The traditional voice of a computer – that electronic, crackling voice that you can almost feel the circuitry in – is a Frankenstein of phonemes that a program could piece together to create an illusion of a semi-auditory computer interface. By creating these phoneme mashups, computers could speak to the user. But, this interface feels markedly inorganic. As humans speak to each other, the intonation and tone that they use to inflect certain phonemes changes given the context of the phoneme. An “R” sound that I make when I exclaim, “Great!” sounds different from the “R” that concludes the interrogative “Can you hand over that weed-whacker?”
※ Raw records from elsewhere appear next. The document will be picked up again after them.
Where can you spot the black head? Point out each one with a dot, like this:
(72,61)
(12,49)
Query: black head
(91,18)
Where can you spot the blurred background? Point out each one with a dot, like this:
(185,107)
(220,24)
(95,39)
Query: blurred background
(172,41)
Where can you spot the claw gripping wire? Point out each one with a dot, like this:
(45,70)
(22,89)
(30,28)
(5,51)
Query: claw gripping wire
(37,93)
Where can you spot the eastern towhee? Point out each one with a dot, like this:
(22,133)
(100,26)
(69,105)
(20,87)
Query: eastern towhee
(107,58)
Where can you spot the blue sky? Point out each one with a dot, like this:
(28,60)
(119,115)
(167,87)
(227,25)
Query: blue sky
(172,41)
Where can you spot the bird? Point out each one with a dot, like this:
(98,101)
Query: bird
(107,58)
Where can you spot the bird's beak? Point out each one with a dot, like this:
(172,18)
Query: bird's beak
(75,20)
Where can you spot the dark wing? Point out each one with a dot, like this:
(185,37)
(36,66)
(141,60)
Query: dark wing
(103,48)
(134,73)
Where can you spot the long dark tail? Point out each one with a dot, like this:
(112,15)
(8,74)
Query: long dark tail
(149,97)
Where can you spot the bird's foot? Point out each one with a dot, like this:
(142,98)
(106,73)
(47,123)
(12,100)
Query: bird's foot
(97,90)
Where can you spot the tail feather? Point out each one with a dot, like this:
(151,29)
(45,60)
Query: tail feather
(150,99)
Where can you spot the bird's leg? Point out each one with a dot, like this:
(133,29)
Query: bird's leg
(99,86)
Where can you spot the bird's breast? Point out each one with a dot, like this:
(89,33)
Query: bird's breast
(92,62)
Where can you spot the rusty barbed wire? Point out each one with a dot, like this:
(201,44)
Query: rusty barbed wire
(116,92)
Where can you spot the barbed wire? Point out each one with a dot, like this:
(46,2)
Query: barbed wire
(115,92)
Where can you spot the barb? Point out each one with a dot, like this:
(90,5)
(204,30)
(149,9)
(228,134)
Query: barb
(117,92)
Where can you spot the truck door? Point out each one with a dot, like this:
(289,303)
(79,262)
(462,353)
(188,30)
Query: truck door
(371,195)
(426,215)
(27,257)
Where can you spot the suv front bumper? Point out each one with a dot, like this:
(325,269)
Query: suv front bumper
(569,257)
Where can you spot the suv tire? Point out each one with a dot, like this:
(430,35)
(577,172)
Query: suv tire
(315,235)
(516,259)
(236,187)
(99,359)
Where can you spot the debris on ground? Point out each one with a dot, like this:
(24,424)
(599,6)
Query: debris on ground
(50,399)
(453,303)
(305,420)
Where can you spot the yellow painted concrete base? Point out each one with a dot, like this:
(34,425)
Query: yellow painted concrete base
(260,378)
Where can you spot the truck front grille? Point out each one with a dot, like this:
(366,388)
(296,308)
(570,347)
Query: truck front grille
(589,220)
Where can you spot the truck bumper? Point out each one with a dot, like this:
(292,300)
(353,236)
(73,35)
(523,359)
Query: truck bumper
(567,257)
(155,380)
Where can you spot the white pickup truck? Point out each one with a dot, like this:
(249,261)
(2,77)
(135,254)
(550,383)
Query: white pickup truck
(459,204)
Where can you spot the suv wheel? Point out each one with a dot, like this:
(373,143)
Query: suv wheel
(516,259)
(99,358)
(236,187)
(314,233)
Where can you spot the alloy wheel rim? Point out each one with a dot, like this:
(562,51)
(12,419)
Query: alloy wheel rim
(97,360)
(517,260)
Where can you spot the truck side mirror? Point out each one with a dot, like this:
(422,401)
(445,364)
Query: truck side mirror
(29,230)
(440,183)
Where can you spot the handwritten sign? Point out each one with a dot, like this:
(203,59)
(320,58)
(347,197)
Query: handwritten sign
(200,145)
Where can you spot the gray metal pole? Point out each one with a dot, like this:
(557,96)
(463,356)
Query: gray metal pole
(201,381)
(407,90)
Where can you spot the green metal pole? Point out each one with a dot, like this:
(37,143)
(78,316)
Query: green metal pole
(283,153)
With a digitized catalogue of every phoneme, you might imagine that the issue of conversationally interfacing with computers would be solved. In my mind, the process of digitally “hearing” and synthesizing a voice would be the most difficult within a conversational interface. But, of course, from my human vantage point, the digitization is the hardest part. Humans have a capacity to intuitively understand language that is often taken for granted. When I read a sentence, I don’t have to sit for a second to parse through the relationships that each word has with the sentence as a whole and /then/ consider how that sentence as a whole interacts with the sentences and world around it. I just intuitively understand the sentence.
Early chatbots and vocalizers could give the illusion of “natural conversation.” But, early chatbots were simply branching algorithms whose responses were predetermined and depended on proper inputs. To achieve actual conversational interface, computers would need to understand the context and “meaning” of what was said to them.
Google uses “The Knowledge Graph” to semantically link together information across the web. Instead of “Apple” only existing as a simple string of letters, it is now, in Google’s eyes a symbol that is linked to “seeds” and “computers” and “pies.”
Image source: Digital Reasoning
As the web became an increasingly gigantic web of semantic information linked together in “meaningful relationships,” the contextual nature of conversationally transmitted data became easier and easier for a computer to understand (Crash Course Video). Learning from a dataset that links “dinosaur” with “extinction” and “triceratops” and “cute” helps give natural language processing a better grasp of how humans use language.